Photo 9. Urban garden in Prato Verde Sustentável. Credit: Wagner Ramalho.

 

In addition to donations to needy families, the Sustainable Green Dish also offers a home delivery service of vegetables and fruits that are distributed weekly (organized through WhatsApp) to people in the community who can pay for food, thus generating income for other people who help the vegetable garden.

Photo10. Marcia, member of the Prato Verde Sustentável. Credit: Wagner Ramalho.

 

The Sustainable Green Dish also develops pedagogical actions in other institutions and in other regions of the city of São Paulo, with the objective of increasing the number of educators who work in community garden programs.

Photo 11. Urban garden in Prato Verde Sustentável. Credit: Wagner Ramalho.

 

Since March 2020, due to the pandemic that exposed a large part of the population to the disease of COVID 19, especially those without access to basic sanitation and who could not maintain their physical distance, researcher Katia Carolino together with the team has been seeking solutions with the objective of improving the nutrition of people in vulnerable situations. To this end, an online store was created to raise funds and thereby contribute to the cost of production, promoting the donation of food kits and hygiene products to residents of the community.

COVID-19 Campaign.
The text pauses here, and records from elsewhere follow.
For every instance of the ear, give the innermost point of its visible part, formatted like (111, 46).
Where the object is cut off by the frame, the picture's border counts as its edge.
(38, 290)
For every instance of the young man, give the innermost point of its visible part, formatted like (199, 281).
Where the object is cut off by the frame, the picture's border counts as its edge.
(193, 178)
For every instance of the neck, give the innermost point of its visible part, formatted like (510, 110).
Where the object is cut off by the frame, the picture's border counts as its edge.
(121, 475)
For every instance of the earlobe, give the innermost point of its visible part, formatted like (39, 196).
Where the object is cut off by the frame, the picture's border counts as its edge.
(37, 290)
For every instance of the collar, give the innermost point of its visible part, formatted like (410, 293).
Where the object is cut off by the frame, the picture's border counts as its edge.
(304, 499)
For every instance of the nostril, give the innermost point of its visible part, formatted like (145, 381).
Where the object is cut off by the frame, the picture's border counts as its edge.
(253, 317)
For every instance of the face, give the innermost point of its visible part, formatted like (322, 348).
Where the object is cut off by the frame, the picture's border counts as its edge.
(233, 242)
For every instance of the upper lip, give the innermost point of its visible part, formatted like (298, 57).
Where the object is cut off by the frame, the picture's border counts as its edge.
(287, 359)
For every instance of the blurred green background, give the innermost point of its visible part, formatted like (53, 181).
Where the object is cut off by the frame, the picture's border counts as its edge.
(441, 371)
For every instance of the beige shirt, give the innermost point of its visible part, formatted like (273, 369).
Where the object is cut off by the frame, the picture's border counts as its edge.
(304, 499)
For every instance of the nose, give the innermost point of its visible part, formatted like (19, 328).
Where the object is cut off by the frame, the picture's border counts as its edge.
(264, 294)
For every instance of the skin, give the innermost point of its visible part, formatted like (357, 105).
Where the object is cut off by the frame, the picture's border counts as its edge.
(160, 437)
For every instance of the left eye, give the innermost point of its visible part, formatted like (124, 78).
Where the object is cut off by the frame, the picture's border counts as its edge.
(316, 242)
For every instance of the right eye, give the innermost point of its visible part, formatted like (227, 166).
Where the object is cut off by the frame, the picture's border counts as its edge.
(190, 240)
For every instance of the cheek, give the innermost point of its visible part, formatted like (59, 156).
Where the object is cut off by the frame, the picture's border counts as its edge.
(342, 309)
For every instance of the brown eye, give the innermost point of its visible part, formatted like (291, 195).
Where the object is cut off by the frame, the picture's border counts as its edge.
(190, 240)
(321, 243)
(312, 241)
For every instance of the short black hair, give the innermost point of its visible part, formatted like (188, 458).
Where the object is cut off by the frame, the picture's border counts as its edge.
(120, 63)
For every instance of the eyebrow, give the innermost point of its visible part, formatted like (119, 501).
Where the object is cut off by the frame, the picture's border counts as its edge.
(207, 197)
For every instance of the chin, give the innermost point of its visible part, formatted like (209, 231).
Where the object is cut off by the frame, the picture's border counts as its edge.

Prato Verde Sustentável.

 

In addition to this action, in 2020, the Sustainable Green Dish was also one of 200 projects selected to participate in the Entrepreneur with Impact project, an initiative that aims to strengthen Latin American entrepreneurs that generate positive impacts for the environment, society, and the communities where they operate. And in order to obtain resources to expand the actions of the Sustainable Green Dish to other regions of the city, researcher Katia Carolino also developed project proposals in the socio-environmental area with the objective of obtaining funds from national and international financing agencies to increase the productivity of the garden and finance educational activities.